裁判官の現状と将来性

裁判官の人数と負担

2016年4月現在、簡易裁判所を除いた全国の裁判所で、2,944人もの裁判官が働いています。その一方で、平成23年度は、349万4,001件の訴訟が新たに裁判所に係属しています。

訴訟は取り下げられないかぎり、一定の結論を出さなければなりませんし、何年にもわたってようやく審理が終結する場合も少なくありません。この数字だけ見ても、裁判官1人当たりの負担がいかに大きいかが分かるでしょう。

近年の司法制度改革により、法曹人口が着実に増えてきているものの、裁判官の質を担保する必要がありますので、これから先も、裁判官の人数が急に増えるわけではありません。

高度に専門的な仕事であるということ内容に加え、膨大な件数を裁かなくてはならないというプレッシャーを感じつつ、日々の業務に当たっている裁判官も多いようです。

裁判員裁判における裁判官への期待

刑事裁判においては、平成21年5月21日より裁判員裁判が開始されました。国民の感覚を裁判へ反映させることを目的として始まったこの制度により、裁判の進行は大きく転換しつつあります。

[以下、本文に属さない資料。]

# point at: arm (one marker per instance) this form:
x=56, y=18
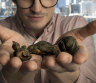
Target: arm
x=59, y=75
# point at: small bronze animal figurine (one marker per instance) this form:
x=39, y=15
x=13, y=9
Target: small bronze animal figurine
x=43, y=48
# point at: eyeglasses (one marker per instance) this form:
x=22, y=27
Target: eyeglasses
x=25, y=4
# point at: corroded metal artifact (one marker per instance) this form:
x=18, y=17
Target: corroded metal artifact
x=43, y=48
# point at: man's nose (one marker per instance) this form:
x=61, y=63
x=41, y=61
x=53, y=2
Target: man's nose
x=36, y=6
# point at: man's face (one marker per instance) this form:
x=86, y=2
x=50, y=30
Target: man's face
x=37, y=16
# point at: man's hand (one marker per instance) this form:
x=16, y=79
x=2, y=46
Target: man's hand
x=14, y=70
x=65, y=68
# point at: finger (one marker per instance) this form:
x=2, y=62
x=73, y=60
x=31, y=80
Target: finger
x=33, y=64
x=5, y=33
x=64, y=58
x=12, y=67
x=49, y=63
x=81, y=55
x=88, y=30
x=4, y=57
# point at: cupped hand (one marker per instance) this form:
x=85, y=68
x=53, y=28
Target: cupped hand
x=14, y=70
x=65, y=66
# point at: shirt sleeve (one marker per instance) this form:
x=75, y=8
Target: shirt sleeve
x=88, y=69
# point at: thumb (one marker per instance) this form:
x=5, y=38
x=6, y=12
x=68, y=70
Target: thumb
x=6, y=33
x=88, y=30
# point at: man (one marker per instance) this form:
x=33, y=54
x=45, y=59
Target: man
x=35, y=21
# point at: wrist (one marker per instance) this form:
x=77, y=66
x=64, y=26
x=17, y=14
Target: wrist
x=65, y=77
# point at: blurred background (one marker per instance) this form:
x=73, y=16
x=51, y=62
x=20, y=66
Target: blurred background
x=84, y=8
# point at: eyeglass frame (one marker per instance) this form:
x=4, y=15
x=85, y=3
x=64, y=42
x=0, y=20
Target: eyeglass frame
x=40, y=3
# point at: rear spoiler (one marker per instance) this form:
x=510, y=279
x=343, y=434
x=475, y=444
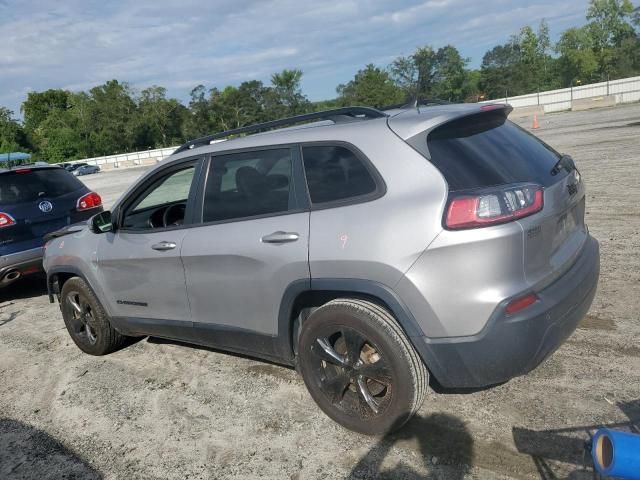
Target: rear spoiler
x=410, y=123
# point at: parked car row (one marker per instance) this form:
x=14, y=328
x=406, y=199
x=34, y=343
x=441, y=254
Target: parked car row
x=373, y=250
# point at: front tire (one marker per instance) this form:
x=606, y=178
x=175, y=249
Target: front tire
x=360, y=367
x=86, y=320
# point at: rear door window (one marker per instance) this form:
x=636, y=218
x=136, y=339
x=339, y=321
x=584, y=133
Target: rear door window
x=485, y=149
x=31, y=185
x=335, y=173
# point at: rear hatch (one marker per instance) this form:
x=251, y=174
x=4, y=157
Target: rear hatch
x=485, y=150
x=40, y=201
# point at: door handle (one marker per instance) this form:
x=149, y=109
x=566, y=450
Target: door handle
x=163, y=246
x=280, y=237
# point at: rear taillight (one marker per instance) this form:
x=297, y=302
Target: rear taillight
x=6, y=220
x=493, y=206
x=88, y=201
x=521, y=303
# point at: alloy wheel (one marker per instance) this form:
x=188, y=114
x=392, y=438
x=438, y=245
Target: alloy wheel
x=351, y=371
x=81, y=317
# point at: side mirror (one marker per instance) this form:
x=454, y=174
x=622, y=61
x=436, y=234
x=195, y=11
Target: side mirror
x=101, y=222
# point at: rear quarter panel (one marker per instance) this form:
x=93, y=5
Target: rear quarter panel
x=379, y=240
x=76, y=253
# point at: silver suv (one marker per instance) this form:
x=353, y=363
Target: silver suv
x=374, y=251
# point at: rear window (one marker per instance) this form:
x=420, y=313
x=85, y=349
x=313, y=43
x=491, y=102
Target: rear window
x=335, y=173
x=485, y=149
x=30, y=186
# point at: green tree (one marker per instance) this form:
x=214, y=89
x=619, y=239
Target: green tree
x=500, y=74
x=610, y=24
x=286, y=97
x=577, y=60
x=159, y=120
x=114, y=108
x=430, y=73
x=415, y=73
x=450, y=74
x=371, y=87
x=40, y=105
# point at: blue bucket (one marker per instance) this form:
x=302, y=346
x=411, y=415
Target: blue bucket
x=616, y=454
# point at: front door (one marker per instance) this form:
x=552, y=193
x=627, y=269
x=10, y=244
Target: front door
x=140, y=262
x=253, y=243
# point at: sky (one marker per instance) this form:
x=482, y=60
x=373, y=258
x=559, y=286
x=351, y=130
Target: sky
x=78, y=44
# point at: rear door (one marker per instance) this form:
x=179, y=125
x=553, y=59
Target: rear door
x=140, y=263
x=252, y=244
x=40, y=200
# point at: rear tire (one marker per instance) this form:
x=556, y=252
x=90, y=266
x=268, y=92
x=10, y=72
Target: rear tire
x=86, y=320
x=360, y=367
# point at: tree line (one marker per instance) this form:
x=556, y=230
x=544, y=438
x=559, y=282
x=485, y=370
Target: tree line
x=60, y=125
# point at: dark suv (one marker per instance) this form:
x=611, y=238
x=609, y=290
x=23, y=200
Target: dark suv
x=370, y=249
x=34, y=201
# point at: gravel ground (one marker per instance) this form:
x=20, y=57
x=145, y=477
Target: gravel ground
x=159, y=409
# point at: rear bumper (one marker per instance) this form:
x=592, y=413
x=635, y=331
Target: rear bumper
x=510, y=346
x=27, y=260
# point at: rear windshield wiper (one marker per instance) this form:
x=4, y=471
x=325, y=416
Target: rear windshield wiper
x=565, y=162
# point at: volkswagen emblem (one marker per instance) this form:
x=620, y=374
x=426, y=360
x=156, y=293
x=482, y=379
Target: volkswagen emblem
x=45, y=206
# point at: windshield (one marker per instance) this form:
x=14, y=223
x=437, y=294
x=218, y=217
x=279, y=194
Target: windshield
x=30, y=185
x=485, y=149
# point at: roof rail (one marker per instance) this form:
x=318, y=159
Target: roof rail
x=333, y=114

たとえば、審理の中ではできる限り法律の専門用語を用いずに、かみ砕いたわかりやすい言葉に言い換えたり、取り調べる証拠も裁判員の心情に配慮した工夫がされたりするようになりました。

こうした変化により、裁判官は裁判員にも分かりやすい進行となっているか、検察官・弁護人の主張を十分にくみ取れているかを配慮しつつ、訴訟を進行していくという難しい役割をも担うこととなりました。

これからの日本の刑事裁判がより国民に分かりやすいものとなるには、裁判官の訴訟指揮にかかっているといってもよいでしょう。このような意味で、裁判官への国民の期待は高まっています。